# Chrome Plating



## 53Phantom (Aug 18, 2010)

Who are you guys using to do chrome plating by mail? Noone in Fort Worth wants to mess with bicycle parts for some reason. Thanks!


----------



## yewhi (Aug 19, 2010)

Don't know about mail, but I use these guys.  They're local to me and reasonable.  They also do a very nice job.  You could try them they might take things by mail.

http://www.decometalfinishing.com/


----------



## HIGGINSFOREVER (Aug 19, 2010)

I have used proctors metal finishing in muskegon mi.Very happy with there work,I sent the parts and they got back to me with a price that was reasonable.turn around time was about 4 weeks. 800-383-4277


----------



## partsguy (Aug 19, 2010)

Chrome plating is VERY expensive. If you can find a better part, buy it. If it is something just irreplaceable, then chrome plate it, but I'm warning you...it's pricey.


----------



## 53Phantom (Aug 19, 2010)

Yes it is expensive but, I just need some handlbars re-plated which shouldnt cost over $50.00. I have them prepped and ready . These are hard to find Torringtons and I want to keep them with the bike.


----------



## MartyW (Aug 20, 2010)

yewhi said:


> Don't know about mail, but I use these guys.  They're local to me and reasonable.  They also do a very nice job.  You could try them they might take things by mail.
> 
> http://www.decometalfinishing.com/





Great thanks for the link I can always use another good chrome guy. I am using Pacific Plating right by the I-8 and I-5 interchange.


----------



## sm2501 (Aug 20, 2010)

I have had luck with Al's Plating, 2829 Bryan Ave, Fort Worth, TX  76104 (817) 921-2679. I also have used Pulido's plating in Balch Springs, TX with mixed results. Bryan Proctor does good work.


----------



## yewhi (Aug 20, 2010)

MartyW said:


> Great thanks for the link I can always use another good chrome guy. I am using Pacific Plating right by the I-8 and I-5 interchange.

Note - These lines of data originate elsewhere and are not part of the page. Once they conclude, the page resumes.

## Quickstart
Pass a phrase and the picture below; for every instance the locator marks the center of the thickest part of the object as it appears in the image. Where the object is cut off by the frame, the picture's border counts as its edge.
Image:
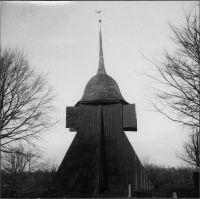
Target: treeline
(161, 175)
(22, 184)
(25, 171)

No problem.  I've used them for both powder coating and chroming and have been very happy with both.  Glad to find another San Diegan!


----------



## SirMike1983 (Aug 21, 2010)

Part of the issue is tank size. I wanted to have a Raleigh rim replated locally but because of the size no one had a tank big enough to do it. The closest places were Baltimore (45 mi north) or Richmond (a long, long way south). Part of the issue is that local places in non-industrial areas are only going to have small tanks because of the lower demand for big items and also because of environmental and disposal issues.


----------